Hi, natürlich hört man immer wieder Beispiele "kultureller Aneignung", beispielsweise Rastalocken (und Reggae) bei/von Weißen, oder auch die Übersetzung eines Gedichts einer schwarzen amerikanischen Dichterin (Amanda Gorman) durch einen weißen männlichen Übersetzer (ins Katalanische und ins Niederländische, beides wurde zunächst verhindert).
Die "weiße" Kultur in Deutschland hat sich mit Adam Riese "arabische" (eigentlich indische) Zahlzeichen angeeignet. Ist zwar schon ein Weilchen her, aber: Müssten wir trotzdem darauf verzichten und zu Runen oder römischen Zahlen zurückkehren?

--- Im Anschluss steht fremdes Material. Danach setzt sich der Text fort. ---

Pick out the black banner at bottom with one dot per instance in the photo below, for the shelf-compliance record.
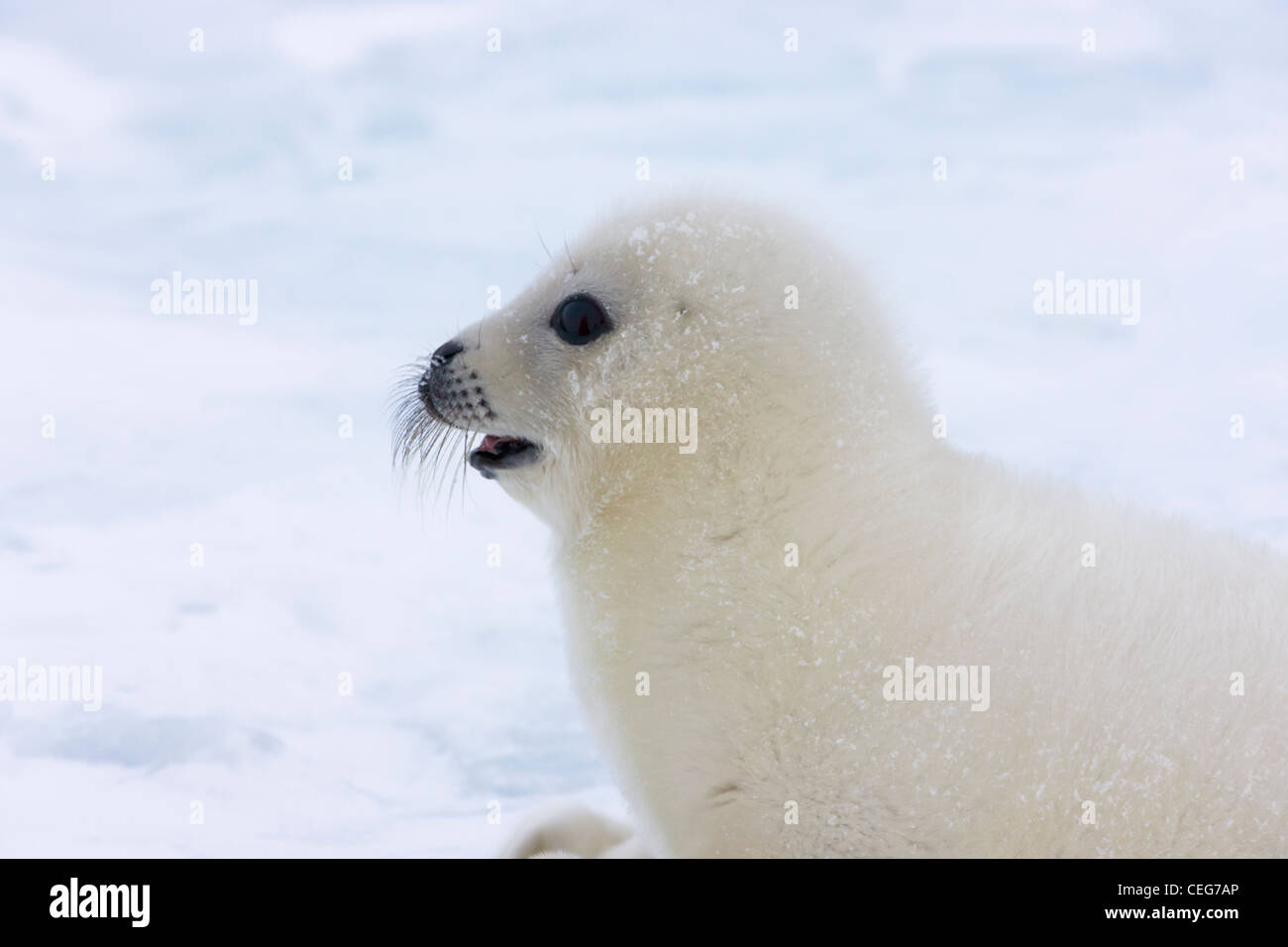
(331, 896)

Die "Kartoffel" ist ein Nachtschattengewächs, das in vor vierhundert Jahren ausgerotteten mittelamerikanischen Kulturen gedieh. Heute wurde es zur Bezeichnung von Deutschen (obwohl z.B. in Irland viel größere Verwerfungen durch kartoffelbedingte Hungersnöte auftraten). Sollte Europa auf den Anbau verzichten? Müssten Deutsche sich gegen die Bezeichnung verwahren, um sie sich nicht kulturell anzueignen?

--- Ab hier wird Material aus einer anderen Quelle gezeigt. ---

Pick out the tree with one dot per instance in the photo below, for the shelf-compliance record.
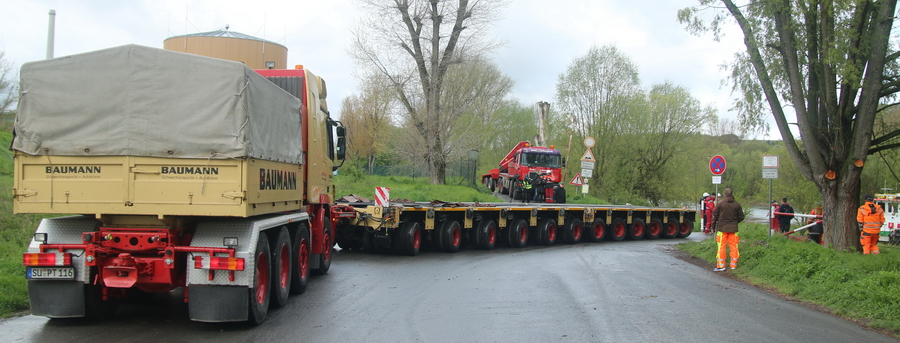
(414, 44)
(596, 91)
(9, 89)
(368, 119)
(829, 62)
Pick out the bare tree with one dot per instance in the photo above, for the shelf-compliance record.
(827, 61)
(9, 89)
(414, 44)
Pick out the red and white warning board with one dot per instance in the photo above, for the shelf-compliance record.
(577, 180)
(382, 196)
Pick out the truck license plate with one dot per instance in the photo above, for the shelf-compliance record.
(55, 273)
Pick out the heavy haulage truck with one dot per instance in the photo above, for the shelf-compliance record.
(174, 171)
(407, 228)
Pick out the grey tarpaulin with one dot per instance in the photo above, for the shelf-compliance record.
(140, 101)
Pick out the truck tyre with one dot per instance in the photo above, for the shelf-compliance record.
(572, 231)
(685, 229)
(300, 265)
(616, 230)
(328, 242)
(636, 229)
(281, 268)
(670, 229)
(653, 229)
(547, 231)
(517, 233)
(259, 293)
(450, 236)
(596, 232)
(486, 235)
(409, 238)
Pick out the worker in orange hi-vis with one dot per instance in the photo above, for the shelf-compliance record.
(870, 217)
(726, 216)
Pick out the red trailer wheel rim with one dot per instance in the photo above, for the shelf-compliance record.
(262, 277)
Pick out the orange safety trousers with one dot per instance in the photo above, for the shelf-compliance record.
(869, 243)
(729, 240)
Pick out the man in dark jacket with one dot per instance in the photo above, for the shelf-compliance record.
(784, 220)
(726, 216)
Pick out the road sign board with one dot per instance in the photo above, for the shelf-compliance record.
(717, 165)
(577, 181)
(588, 156)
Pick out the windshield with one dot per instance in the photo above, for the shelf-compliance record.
(541, 160)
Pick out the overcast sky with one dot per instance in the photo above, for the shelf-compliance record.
(542, 37)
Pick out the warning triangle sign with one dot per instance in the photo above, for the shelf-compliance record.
(577, 180)
(588, 156)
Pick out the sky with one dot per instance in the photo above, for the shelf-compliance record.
(540, 40)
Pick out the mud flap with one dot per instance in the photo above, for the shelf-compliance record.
(56, 299)
(212, 303)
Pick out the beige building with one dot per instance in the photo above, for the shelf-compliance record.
(229, 45)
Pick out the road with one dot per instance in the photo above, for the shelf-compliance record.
(630, 291)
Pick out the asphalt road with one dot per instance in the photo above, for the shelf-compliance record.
(630, 291)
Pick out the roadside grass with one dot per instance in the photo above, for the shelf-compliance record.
(861, 287)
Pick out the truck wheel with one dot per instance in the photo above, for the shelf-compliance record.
(450, 236)
(616, 230)
(571, 232)
(653, 229)
(486, 235)
(281, 268)
(325, 256)
(685, 229)
(300, 267)
(596, 232)
(259, 293)
(547, 232)
(517, 233)
(409, 239)
(636, 229)
(670, 229)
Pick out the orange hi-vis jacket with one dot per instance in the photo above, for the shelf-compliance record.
(871, 216)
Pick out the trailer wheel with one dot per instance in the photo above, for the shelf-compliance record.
(259, 293)
(596, 232)
(636, 229)
(571, 232)
(616, 230)
(547, 231)
(517, 233)
(281, 268)
(685, 229)
(670, 229)
(325, 256)
(300, 267)
(409, 238)
(486, 235)
(653, 229)
(449, 237)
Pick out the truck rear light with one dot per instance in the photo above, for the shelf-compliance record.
(219, 263)
(47, 259)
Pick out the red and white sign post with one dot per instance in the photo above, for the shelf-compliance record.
(382, 196)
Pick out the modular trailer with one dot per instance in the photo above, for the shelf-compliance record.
(407, 228)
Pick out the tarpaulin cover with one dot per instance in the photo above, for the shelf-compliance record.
(140, 101)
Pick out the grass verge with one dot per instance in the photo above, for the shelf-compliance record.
(860, 287)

Spaghetti wurden in China entwickelt (und von Marco Polo in Europa eingeführt). Darf man "beim Italiener" noch guten Gewissens Pasta bestellen oder muss man dazu "zum Chinesen"?

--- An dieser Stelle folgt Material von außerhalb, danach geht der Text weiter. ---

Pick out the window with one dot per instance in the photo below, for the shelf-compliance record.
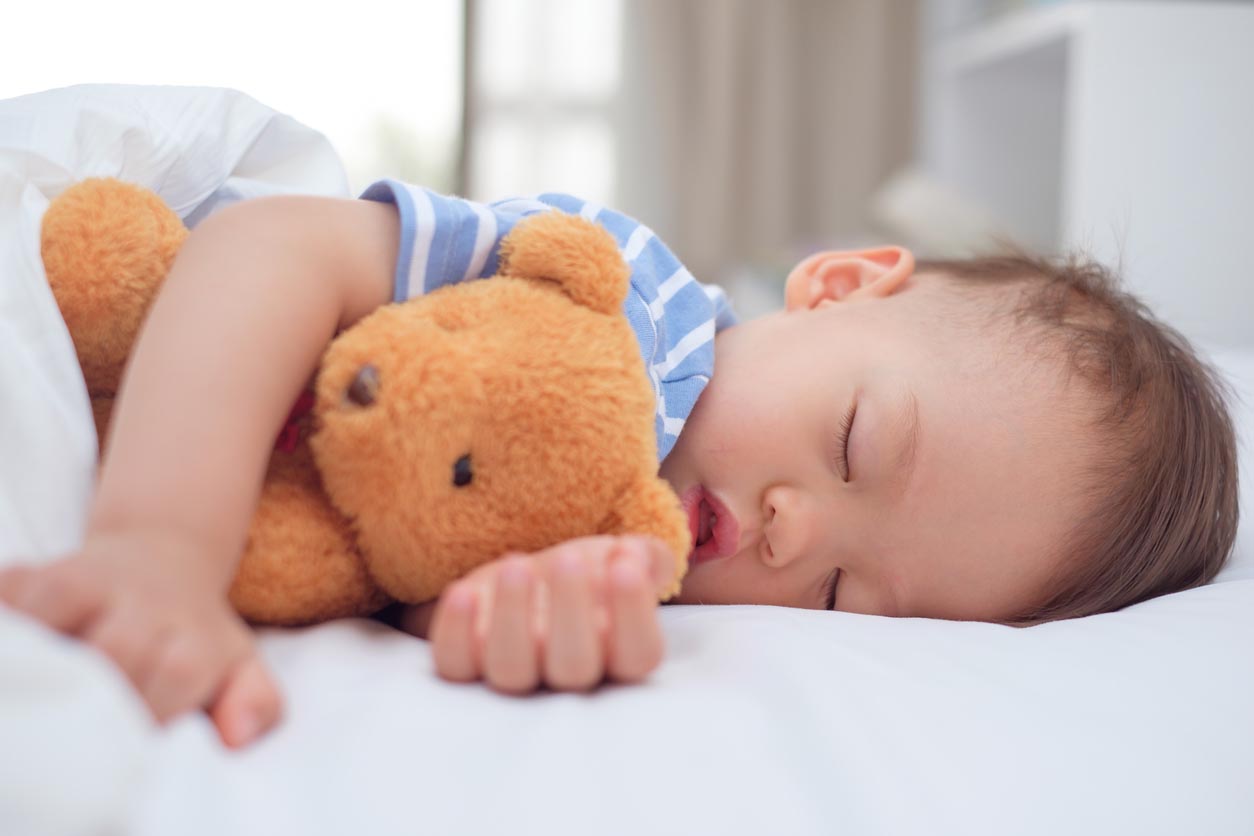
(543, 80)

Das Klavier wurde in Deutschland entwickelt. Heute ist mit Lang Lang ein (Han-)Chinese der wohl berühmteste Pianist der Welt, und gleichzeitig ein Mitglied einer äußerst hoch entwickelten Kultur. Ist seine Bach- oder Beethoven-Interpretation auf einem in Europa, also einer aus China als unterlegen betrachteten Kultur, entwickelten Instrument nicht gleich mehrfach "kulturelle Aneignung"?
Gilt eigentlich auch die Übernahmen technischer Entwicklungen, die ja auch Kulturleistungen sind, als "kulturelle Aneignung"?
Meine allgemeinen Fragen nach diesen Beispielen: Wie legt man fest, ob etwas "kulturelle Aneignung" ist? Wer legt die "überlegene Kultur" fest (die sich nichts aneignen darf/soll)? Gibt es einen Entscheidungsplan, um festzulegen: ANeignung: Ja/nein?
Wie ist unter Vermeidung solcher Aneignung interkultureller Austausch möglich?